Polychlorinated biphenyls (PCBs), polybrominated diphenyl ethers (PBDEs) and new flame retardants (NFRs) are known thyroid hormone (TH) disruptors, but their disrupting mechanisms in humans are not completely understood. In this study, we aimed to explore the disrupting mechanisms of the aforementioned chemicals via examining TH-regulated proteins and gene expression in human serum. Adult participants from an e-waste dismantling (exposed group) and a control region (control group) in South China provided blood samples for the research. Some compounds of PCBs, PBDEs, and NFRs showed strong binding affinity to the thyroid-stimulating hormone (TSH), thyroglobulin, thyroxine-binding globulin (TBG), gene expression of TH receptor α (TRα) and β, and iodothyronine deiodinase I (ID1). The highly exposed individuals had lower levels of TBG, TSH, and expression of TRα, but higher expression of ID1 than those of the control group. The disruption of TH-regulated proteins and gene expression suggested the exertion of different and, at times, even contradictory effects on TH disruption. However, no statistically significant difference was found in the TH levels between the exposed and the control group, implying that the TH disruption induced by these chemicals depends on the combined influence of multiple mechanisms. Gene expression appears to be an effective approach for investigations of TH disruption and the potential health effects.

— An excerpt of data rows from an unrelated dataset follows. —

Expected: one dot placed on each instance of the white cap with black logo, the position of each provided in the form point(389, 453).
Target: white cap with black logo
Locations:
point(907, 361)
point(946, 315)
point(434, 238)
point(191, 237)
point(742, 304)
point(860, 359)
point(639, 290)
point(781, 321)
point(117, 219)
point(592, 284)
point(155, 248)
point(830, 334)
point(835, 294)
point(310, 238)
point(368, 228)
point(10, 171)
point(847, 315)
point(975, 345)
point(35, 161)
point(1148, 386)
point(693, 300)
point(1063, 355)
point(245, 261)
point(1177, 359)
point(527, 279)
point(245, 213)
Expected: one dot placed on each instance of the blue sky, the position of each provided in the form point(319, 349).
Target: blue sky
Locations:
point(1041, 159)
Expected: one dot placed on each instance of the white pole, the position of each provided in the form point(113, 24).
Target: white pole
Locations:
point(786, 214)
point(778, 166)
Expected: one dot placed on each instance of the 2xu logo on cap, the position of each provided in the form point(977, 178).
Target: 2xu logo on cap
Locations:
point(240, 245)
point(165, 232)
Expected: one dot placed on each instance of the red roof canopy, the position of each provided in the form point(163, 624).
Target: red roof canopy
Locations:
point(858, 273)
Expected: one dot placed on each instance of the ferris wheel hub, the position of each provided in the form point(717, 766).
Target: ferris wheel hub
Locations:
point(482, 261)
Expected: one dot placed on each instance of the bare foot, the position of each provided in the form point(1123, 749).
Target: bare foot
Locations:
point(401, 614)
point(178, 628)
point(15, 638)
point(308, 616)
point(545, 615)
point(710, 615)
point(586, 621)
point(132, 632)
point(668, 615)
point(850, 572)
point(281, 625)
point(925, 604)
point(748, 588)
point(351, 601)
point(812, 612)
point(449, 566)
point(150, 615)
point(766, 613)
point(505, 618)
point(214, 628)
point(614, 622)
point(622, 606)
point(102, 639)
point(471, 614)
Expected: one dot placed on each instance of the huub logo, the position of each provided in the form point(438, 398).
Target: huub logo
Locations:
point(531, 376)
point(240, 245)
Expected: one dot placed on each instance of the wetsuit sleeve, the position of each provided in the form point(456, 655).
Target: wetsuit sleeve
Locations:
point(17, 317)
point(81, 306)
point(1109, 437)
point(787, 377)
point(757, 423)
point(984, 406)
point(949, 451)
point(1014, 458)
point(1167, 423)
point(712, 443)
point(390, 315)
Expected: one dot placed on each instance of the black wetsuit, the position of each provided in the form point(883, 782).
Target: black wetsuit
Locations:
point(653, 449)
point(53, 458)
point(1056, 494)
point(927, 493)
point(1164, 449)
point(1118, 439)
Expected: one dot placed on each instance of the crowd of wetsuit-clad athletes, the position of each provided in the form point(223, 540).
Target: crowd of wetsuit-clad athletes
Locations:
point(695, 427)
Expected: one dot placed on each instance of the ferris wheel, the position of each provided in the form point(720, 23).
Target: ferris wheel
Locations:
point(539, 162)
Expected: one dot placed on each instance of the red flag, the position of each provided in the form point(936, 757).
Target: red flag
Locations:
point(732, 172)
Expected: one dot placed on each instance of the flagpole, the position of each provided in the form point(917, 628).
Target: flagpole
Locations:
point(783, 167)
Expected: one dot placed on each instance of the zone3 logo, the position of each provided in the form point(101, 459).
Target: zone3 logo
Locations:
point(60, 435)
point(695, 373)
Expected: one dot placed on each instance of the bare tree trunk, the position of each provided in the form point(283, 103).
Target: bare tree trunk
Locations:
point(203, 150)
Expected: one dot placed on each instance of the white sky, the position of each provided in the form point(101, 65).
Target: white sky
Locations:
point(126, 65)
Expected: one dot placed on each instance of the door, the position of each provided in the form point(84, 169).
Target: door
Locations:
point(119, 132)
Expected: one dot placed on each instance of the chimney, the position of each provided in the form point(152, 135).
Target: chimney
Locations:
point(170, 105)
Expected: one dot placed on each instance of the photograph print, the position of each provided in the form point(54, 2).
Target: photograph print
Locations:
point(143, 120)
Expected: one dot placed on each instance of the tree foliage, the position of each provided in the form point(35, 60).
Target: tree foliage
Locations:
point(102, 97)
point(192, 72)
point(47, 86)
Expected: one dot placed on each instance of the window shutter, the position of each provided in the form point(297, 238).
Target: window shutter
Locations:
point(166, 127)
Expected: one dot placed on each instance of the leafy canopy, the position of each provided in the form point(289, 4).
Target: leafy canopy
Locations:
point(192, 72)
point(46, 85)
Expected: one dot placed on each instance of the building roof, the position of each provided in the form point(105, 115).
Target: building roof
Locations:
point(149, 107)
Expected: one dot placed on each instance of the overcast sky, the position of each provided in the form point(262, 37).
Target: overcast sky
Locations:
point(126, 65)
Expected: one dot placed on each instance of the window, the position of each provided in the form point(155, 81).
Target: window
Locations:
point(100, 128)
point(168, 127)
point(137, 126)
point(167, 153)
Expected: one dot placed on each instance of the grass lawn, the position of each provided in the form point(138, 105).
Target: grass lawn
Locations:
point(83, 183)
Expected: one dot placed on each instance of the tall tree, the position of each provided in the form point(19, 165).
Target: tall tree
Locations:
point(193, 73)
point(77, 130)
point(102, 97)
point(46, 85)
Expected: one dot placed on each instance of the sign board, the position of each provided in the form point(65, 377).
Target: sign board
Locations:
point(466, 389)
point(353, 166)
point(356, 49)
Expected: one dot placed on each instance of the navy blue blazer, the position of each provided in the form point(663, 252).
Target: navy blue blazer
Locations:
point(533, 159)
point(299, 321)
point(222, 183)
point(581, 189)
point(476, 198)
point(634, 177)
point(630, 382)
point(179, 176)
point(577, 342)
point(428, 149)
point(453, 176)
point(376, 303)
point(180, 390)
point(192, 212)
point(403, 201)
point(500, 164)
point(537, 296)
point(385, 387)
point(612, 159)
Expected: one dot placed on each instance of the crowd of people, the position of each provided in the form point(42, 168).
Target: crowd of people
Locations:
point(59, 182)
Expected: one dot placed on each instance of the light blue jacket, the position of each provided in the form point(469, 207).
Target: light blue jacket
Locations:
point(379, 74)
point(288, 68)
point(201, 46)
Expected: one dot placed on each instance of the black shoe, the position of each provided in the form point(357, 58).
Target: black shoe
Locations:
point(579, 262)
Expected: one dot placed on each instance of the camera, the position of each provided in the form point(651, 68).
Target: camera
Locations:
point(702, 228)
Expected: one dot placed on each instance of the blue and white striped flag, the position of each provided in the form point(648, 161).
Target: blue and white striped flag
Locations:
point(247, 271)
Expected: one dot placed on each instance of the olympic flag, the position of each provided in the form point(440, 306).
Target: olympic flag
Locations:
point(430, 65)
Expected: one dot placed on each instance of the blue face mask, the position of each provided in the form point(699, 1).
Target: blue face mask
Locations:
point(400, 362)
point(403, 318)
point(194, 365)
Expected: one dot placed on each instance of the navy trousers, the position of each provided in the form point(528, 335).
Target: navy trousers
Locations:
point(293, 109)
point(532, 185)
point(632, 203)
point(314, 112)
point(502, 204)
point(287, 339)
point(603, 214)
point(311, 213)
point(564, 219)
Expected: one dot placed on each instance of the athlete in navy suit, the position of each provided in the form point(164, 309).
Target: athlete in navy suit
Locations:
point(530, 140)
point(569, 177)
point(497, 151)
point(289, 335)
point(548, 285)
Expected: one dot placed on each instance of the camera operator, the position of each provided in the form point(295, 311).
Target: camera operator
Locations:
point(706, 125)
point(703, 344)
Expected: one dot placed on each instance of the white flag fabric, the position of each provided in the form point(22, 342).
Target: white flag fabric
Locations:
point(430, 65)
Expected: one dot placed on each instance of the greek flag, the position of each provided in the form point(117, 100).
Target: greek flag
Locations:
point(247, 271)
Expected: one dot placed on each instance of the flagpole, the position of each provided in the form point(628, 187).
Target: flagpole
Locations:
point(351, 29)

多氯联苯（PCB），多溴联苯醚（PBDE）和新型阻燃剂（NFR）是已知的甲状腺激素（TH）干扰物，但它们对人的破坏机理尚不完全清楚。在这项研究中，我们旨在通过检查TH调节蛋白和人类血清中的基因表达来探索上述化学物质的破坏机制。来自华南地区电子废物拆解（暴露组）和对照组（对照组）的成年参与者为研究提供了血液样本。PCB，PBDEs和NFR的某些化合物对甲状腺刺激激素（TSH），甲状腺球蛋白，甲状腺素结合球蛋白（TBG），TH受体α（TRα）和β的基因表达以及碘甲状腺素脱碘酶I（ ID1）。高暴露人群的TBG，TSH，和TRα的表达，但ID1的表达高于对照组。TH调节蛋白和基因表达的破坏表明对TH破坏的作用不同，有时甚至是矛盾的。但是，暴露组和对照组之间的TH水平没有统计学上的显着差异，这表明这些化学物质引起的TH破坏取决于多种机制的综合影响。基因表达似乎是研究TH破坏及其潜在健康影响的有效方法。在暴露组和对照组之间，TH水平没有发现统计学上的显着差异，这表明这些化学物质引起的TH破坏取决于多种机制的综合影响。基因表达似乎是研究TH破坏及其潜在健康影响的有效方法。在暴露组和对照组之间，TH水平没有统计学上的显着差异，这表明这些化学物质引起的TH破坏取决于多种机制的综合影响。基因表达似乎是研究TH破坏及其潜在健康影响的有效方法。